Stephanie Holmes checks into Dufur's Historic Balch Hotel, in Oregon.


Dufur, a very small city in rural Oregon, about 21km from the larger (but not that large) city, The Dalles. When I say small, I mean it; the population of Dufur — a city that spans 1.5sq km — was 638 in the last census back in 2017.

Getting there: It's just over a 90-minute drive from hipster haven Portland, but it feels like a world away. Dufur is between the Columbia River Gorge and the Oregon High Desert and sits among beautiful rolling wheat fields, orchards and farmland. It's a really beautiful area. Make sure you stop at the waterfalls along the way and make a detour to the Rowena Peaks viewing area for incredible views across the Columbia River, across the border to Washington State and further into the Oregon countryside.


First impressions: The grand, red-brick building is a stand-out landmark on the road out of town. As we pulled up it was glowing in the golden-hour sunlight.

Hotel history: The three-storey Edwardian-style building was built in 1907 and opened as a hotel in 1908. The location was chosen for its proximity to a stagecoach stop serving Barlow Rd on the Oregon Trail, which linked St Louis to Oregon City, and for travellers on the Great Southern Railroad. The hotel had hot water, steam heat and electric lights in every room on opening — a rarity in the area at the time, making it popular with travellers. Fortunes turned in 1928 when the railroad left town and the hotel was turned into, variously, a motel, boarding house, and private home. In 1986, a Portland contractor bought the building, refurbishing it to its former glory, and in 1987 the building was added to the National Register of Historic Places.
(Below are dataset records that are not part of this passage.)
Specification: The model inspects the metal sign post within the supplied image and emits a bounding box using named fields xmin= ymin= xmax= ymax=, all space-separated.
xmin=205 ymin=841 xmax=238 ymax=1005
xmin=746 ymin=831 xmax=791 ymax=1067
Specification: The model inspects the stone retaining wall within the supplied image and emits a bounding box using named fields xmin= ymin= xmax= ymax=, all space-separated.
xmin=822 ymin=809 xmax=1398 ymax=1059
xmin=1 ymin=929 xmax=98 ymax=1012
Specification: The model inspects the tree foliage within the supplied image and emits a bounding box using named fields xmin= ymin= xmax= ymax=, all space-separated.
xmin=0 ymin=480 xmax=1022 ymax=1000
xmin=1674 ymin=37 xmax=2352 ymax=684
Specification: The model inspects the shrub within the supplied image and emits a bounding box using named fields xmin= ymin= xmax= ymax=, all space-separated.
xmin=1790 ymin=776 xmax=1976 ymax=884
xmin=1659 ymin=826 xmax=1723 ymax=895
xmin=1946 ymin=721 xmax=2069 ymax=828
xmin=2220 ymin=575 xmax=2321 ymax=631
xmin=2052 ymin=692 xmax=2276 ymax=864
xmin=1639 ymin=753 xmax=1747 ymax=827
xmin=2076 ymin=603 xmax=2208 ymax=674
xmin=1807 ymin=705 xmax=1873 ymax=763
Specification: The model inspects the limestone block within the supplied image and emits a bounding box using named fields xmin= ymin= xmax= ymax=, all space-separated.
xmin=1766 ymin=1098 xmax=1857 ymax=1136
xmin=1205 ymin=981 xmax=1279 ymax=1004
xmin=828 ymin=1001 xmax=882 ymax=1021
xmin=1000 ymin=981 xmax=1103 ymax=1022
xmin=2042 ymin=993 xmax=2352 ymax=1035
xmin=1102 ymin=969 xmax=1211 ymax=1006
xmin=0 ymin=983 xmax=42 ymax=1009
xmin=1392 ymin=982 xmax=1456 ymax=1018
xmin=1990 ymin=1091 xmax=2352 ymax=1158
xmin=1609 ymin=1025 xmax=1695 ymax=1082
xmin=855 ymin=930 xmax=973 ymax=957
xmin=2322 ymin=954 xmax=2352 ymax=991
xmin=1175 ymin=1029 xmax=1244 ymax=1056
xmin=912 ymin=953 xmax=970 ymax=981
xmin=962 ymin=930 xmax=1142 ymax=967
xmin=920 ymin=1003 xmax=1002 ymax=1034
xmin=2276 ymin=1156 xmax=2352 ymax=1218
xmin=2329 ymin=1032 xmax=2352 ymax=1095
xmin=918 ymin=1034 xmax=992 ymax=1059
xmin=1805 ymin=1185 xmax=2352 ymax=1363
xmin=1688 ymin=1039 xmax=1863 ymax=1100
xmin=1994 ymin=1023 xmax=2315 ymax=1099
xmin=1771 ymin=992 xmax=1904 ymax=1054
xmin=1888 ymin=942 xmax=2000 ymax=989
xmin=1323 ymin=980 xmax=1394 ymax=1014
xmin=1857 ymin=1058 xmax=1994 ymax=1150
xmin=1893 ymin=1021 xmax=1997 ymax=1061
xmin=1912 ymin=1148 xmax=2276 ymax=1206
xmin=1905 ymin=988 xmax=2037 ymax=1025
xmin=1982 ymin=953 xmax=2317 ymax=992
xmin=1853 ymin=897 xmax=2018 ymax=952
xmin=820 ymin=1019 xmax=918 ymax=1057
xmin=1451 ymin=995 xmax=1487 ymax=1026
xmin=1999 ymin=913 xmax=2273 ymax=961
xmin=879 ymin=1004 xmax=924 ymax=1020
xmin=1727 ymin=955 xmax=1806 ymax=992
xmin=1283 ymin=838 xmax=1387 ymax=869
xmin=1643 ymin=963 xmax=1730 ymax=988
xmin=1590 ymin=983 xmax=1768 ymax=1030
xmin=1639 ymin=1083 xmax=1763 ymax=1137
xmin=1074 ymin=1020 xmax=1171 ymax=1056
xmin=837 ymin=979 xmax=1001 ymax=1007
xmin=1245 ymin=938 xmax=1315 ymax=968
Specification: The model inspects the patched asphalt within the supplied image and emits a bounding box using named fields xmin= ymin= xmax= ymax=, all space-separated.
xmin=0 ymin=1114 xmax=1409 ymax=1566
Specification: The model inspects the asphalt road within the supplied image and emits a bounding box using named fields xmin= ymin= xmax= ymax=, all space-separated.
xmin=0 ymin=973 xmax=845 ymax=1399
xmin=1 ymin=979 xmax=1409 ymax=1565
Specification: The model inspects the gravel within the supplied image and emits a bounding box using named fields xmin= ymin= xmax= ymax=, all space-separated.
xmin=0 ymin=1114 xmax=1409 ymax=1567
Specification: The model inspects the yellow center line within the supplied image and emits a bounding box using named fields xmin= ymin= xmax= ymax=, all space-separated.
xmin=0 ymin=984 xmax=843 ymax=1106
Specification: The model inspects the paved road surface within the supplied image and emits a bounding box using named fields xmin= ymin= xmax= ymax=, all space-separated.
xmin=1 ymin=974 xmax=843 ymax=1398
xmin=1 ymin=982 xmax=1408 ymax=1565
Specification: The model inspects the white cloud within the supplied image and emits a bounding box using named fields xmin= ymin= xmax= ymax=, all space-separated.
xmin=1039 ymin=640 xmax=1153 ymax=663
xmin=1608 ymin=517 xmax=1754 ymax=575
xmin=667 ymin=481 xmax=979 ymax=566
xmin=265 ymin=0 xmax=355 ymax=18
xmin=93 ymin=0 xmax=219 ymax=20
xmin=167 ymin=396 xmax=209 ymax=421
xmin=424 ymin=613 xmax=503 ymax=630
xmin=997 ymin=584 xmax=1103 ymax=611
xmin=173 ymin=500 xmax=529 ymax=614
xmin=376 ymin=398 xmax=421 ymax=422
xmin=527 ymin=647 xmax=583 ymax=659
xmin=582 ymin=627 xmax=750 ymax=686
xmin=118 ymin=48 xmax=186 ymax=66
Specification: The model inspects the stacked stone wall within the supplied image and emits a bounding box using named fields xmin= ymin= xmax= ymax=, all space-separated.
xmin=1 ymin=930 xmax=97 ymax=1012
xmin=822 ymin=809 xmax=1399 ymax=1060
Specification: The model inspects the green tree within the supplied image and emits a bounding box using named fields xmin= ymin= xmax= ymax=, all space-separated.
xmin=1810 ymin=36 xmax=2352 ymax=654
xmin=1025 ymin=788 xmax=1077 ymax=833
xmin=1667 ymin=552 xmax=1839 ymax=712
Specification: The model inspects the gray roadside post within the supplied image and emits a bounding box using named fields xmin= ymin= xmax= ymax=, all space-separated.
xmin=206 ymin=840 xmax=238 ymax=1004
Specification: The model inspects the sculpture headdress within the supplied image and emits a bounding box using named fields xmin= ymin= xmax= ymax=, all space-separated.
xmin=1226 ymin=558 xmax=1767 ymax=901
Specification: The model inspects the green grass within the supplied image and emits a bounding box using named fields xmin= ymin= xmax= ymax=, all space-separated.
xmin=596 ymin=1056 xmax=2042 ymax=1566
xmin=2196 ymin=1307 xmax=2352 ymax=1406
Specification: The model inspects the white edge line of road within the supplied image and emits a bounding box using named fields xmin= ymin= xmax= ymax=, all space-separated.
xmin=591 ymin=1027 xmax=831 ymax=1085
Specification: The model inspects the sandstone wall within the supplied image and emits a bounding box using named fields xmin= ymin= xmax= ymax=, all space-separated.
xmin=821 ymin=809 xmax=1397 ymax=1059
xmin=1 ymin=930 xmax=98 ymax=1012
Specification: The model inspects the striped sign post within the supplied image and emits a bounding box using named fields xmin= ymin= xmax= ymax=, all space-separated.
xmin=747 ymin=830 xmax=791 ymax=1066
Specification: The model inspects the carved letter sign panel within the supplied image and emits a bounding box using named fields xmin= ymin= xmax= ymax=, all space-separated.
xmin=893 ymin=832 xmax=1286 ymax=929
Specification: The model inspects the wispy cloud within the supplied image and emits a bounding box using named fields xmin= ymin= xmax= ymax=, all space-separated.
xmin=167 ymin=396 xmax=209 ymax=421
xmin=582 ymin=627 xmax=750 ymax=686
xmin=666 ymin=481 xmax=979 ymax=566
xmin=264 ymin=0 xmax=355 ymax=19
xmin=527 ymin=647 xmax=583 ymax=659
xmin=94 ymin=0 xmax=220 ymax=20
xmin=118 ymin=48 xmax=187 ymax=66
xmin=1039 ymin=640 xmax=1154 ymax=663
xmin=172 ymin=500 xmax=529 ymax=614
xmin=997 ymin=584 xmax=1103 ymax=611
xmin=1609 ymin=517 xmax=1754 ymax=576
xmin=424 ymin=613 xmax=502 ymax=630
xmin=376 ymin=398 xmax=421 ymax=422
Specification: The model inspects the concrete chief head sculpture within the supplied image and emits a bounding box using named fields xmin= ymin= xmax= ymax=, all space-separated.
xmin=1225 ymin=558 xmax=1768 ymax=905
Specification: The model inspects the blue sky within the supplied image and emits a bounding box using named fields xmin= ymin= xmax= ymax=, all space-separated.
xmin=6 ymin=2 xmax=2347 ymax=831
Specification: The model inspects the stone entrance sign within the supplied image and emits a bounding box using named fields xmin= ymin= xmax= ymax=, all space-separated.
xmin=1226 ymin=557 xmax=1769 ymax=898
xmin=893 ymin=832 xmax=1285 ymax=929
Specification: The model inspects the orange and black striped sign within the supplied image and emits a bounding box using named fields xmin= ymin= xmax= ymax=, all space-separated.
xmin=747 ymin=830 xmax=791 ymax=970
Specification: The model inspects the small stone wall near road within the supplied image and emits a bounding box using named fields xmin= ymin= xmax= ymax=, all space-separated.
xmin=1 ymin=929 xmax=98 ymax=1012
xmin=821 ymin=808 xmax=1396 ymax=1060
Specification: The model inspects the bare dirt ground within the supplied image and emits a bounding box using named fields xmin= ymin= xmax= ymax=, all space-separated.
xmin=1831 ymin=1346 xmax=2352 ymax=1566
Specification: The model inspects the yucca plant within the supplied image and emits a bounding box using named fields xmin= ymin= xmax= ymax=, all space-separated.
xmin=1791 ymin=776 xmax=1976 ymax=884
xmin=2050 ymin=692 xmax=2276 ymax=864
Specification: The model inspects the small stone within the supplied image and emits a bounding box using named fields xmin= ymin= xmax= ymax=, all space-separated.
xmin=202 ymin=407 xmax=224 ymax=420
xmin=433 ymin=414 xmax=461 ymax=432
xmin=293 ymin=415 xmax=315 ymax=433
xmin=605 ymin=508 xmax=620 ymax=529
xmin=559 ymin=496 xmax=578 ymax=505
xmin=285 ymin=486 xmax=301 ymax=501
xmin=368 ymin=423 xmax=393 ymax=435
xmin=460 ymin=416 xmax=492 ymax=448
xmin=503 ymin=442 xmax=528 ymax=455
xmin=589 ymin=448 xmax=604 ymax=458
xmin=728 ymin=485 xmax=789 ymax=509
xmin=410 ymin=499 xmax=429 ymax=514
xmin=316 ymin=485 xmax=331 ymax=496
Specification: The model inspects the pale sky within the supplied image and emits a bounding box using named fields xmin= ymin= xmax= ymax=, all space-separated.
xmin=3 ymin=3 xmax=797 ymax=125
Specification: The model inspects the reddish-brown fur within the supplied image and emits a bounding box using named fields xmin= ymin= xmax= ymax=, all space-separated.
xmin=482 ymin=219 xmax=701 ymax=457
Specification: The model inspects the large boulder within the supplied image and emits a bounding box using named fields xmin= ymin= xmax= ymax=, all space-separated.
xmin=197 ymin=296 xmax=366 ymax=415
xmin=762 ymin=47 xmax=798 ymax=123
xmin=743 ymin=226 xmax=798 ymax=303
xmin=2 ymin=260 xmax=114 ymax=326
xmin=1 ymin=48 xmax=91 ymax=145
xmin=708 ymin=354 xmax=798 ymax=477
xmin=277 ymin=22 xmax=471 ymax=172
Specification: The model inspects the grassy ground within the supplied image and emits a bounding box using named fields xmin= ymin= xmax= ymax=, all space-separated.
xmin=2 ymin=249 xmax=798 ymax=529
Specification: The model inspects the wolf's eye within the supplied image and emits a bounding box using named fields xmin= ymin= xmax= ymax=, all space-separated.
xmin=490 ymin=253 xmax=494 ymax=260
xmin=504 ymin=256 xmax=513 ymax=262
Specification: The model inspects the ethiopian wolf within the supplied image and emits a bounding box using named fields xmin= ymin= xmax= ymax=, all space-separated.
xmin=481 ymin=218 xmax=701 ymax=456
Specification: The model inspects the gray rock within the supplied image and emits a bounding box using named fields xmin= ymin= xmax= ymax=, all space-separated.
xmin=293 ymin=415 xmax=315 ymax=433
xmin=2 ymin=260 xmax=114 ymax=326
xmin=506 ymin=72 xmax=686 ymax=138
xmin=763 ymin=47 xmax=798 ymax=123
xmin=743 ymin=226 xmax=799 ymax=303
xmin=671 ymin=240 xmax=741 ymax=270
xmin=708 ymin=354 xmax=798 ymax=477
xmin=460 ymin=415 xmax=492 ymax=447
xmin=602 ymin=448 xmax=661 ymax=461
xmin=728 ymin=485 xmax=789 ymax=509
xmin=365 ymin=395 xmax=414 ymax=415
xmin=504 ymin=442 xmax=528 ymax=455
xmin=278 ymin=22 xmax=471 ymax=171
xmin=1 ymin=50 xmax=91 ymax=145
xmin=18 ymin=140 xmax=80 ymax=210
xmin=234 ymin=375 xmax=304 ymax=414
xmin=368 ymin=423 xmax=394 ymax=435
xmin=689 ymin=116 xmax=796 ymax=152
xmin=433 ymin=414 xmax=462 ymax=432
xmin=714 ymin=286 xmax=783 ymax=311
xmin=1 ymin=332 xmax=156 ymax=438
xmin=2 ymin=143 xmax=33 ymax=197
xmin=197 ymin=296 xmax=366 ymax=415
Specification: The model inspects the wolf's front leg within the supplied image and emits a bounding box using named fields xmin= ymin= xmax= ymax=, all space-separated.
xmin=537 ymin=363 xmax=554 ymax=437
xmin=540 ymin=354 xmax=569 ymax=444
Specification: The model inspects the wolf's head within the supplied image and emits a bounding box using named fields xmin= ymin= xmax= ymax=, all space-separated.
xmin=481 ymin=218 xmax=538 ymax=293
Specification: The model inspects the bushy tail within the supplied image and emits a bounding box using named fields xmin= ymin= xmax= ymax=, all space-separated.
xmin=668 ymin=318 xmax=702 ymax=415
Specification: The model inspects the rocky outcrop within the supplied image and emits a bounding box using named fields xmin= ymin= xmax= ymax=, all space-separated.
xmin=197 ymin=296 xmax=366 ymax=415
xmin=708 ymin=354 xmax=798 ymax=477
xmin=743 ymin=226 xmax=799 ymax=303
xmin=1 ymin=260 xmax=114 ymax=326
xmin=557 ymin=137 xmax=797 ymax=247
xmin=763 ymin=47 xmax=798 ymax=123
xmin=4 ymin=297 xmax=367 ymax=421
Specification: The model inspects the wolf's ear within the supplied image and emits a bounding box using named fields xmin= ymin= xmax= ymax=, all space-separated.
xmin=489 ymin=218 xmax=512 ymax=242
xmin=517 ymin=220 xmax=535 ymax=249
Ownership has changed hands a couple of times since then — most recently in 2015 when Southern Oregon's Claire Sierra and Josiah Dean bought it and added dining, spa and art gallery, aiming to make it part of the community as well as a place for those passing through.

Check-in experience: No one was there to greet us when we arrived, but on-duty manager Debra wasn't far away — she'd just popped up the road to the food market to get some lunch. She was hugely apologetic, even though we'd only had to wait a couple of minutes and were happy checking out the historic hotel's stunning interior — all wooden floorboards, grand staircases, leaded window panes and — outside — views to Mt Hood.

Need to know: The hotel is part of the Bike Friendly Programme, a network of tourism-related businesses around the state that provide supplies and services to cyclists.

Children and pets are not allowed as overnight guests.

Room: A queen room with en suite bathroom. There are 19 rooms and some have shared bathrooms. My queen room was compact — not much room to spread out — but it was comfortable and pretty, with high ceilings, vintage furnishings and views out to the surrounding fields.

Bed: A wrought iron bedstead and vintage-style floral bedspread and pillowcases. Comfortable and cosy.

Bathroom: Small, but with a claw-foot bathtub and shower over the bath. Plus a window for natural light.


Facilities: The hotel has breakfast available from 8.30-10am and a light bites menu available until 8pm. Local wines and beers — Oregon has an abundance of great craft breweries and wineries — are available too. There's a small spa on site, offering reiki, chakra balancing, reflexology, facials and massages. Claire Sierra is a "spa priestess" and wellness retreat director as well as a certified True Purpose coach and author of The Magdalene Path: Awaken the Power of Your Feminine Soul, if you're into that kind of thing.

Wi-Fi: Free and surprisingly fast considering our remote location.

Noise: Absolutely nothing outside — a stark contrast for anyone who's stayed a few nights in Portland first. It's complete, rural silence. The only noise is a few creaky floorboards and low murmurs from guests in neighbouring rooms.

Perfect for: A peaceful countryside retreat as part of a road trip through Oregon.